Je ne fais pas de commentaire d'admin là-dessus, peut etre plus tard...
En tout cas RV a trouvé çà très poétique et très beau.
Et maintenant place à paul!
Salutations à tous !
Pour ceux qui ne me connaissent pas, présentation : je suis Paul, ou Paulo, ou Pãul, ou encore Pãulo, et tout ce que vous voulez dans le même genre.
J'ai plusieurs passions. La première, la poésie. La deuxième, les étoiles. Et encore d'autres trucs bizarres comprenant les orages, la neige, la nuit, le théâtre,etc.
Dans un passé plus ou moins proche, j'ai écrit pas mal de poèmes, la grande majorité concernant les astres et les étoiles.
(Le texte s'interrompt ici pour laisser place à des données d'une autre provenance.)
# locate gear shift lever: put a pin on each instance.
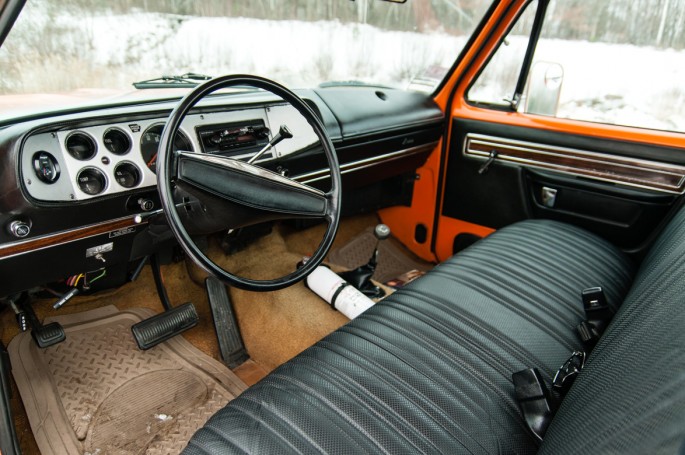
(360, 277)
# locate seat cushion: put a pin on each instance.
(630, 397)
(429, 368)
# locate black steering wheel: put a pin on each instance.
(253, 193)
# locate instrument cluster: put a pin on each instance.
(94, 161)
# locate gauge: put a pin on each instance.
(46, 167)
(127, 174)
(91, 181)
(117, 141)
(81, 146)
(149, 144)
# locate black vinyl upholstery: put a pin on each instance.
(630, 397)
(428, 370)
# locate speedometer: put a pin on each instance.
(149, 144)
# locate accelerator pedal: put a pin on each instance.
(231, 344)
(160, 327)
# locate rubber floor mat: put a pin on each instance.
(97, 393)
(393, 259)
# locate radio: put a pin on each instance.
(231, 139)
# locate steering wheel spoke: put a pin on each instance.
(249, 185)
(253, 193)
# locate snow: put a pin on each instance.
(611, 83)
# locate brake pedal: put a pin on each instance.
(230, 342)
(160, 327)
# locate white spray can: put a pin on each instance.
(339, 293)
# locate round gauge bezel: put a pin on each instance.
(98, 170)
(35, 159)
(139, 180)
(115, 129)
(146, 131)
(90, 138)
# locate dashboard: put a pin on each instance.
(84, 163)
(78, 189)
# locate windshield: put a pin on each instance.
(74, 49)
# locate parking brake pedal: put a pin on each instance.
(44, 335)
(230, 342)
(152, 331)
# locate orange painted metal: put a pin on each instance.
(403, 220)
(449, 228)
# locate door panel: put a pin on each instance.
(619, 190)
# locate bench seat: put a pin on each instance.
(428, 369)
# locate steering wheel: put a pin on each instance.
(253, 193)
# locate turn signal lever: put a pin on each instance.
(283, 133)
(360, 277)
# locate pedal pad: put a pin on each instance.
(160, 327)
(48, 335)
(230, 342)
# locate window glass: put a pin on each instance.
(497, 82)
(610, 61)
(623, 61)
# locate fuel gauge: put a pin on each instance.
(46, 167)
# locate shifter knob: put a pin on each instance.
(382, 231)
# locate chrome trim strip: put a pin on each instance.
(300, 180)
(251, 169)
(666, 170)
(346, 168)
(135, 220)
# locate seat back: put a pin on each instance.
(630, 397)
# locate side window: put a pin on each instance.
(497, 82)
(609, 61)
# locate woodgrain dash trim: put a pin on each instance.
(653, 175)
(72, 235)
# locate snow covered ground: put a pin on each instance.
(611, 83)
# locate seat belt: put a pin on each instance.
(597, 316)
(537, 404)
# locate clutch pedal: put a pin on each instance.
(230, 342)
(160, 327)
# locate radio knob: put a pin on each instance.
(20, 229)
(146, 204)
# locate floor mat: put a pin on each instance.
(97, 393)
(393, 261)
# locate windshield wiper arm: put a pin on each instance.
(182, 81)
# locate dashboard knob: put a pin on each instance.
(20, 229)
(146, 204)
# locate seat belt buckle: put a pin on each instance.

En voici quelques petits échantillons.
Échantillons d'Étoiles
~12~
En ces temps froids ou chauds de solstice d'été
Tout bascule dans l'ombre et dans l'obscurité
On voit les Ténèbres engloutissant le Soleil
Incessante lutte entre le jour et le sommeil
Le ciel obscur, magnifique, en se dévoilant
Eclaire de ses étoiles le voyage du temps
~13~
Éblouissantes clartés qui font rêver les cœurs
Toisant de leurs hauteurs les éclatantes lueurs
Ombres parmi les ombres, lumières parmi les lumières
Invincibles à nos yeux mais pourtant éphémères
Là où tout a commencé, là où tout finira
Etoile, espoir infini qui ne s'éteindra pas
Paul Laigneau, 26/11/2008
mercredi 3 décembre 2008
L'amitié qu'est-ce que c'est?
Ici commence la saga des alter égaux... Ces amis qui font partie de moi feront maintenant partie d emon REVE, comme promis! La première contribution est plus qu'appropriée pour entamer ce chapitre : elle parle de l'amitié. L'amitié, qu'est-ce que c'est? Bien sûr vous le savez tous, à votre façon mais Mawelle nous livre ici sa version à elle. J'ai lu, j'ai vécu, j'ai reconnu. On se reconnaît là-dedans, on se met en situation, on comprend que tout çà a été vécu pour être dis avec tant de justesse. Bravo, et merci!
Adrien.
L’amitié qu’est ce que c’est ?
Un ami c’est quelqu’un qui vous fait passer de bons moments, et qui vous aide à oublier les mauvais.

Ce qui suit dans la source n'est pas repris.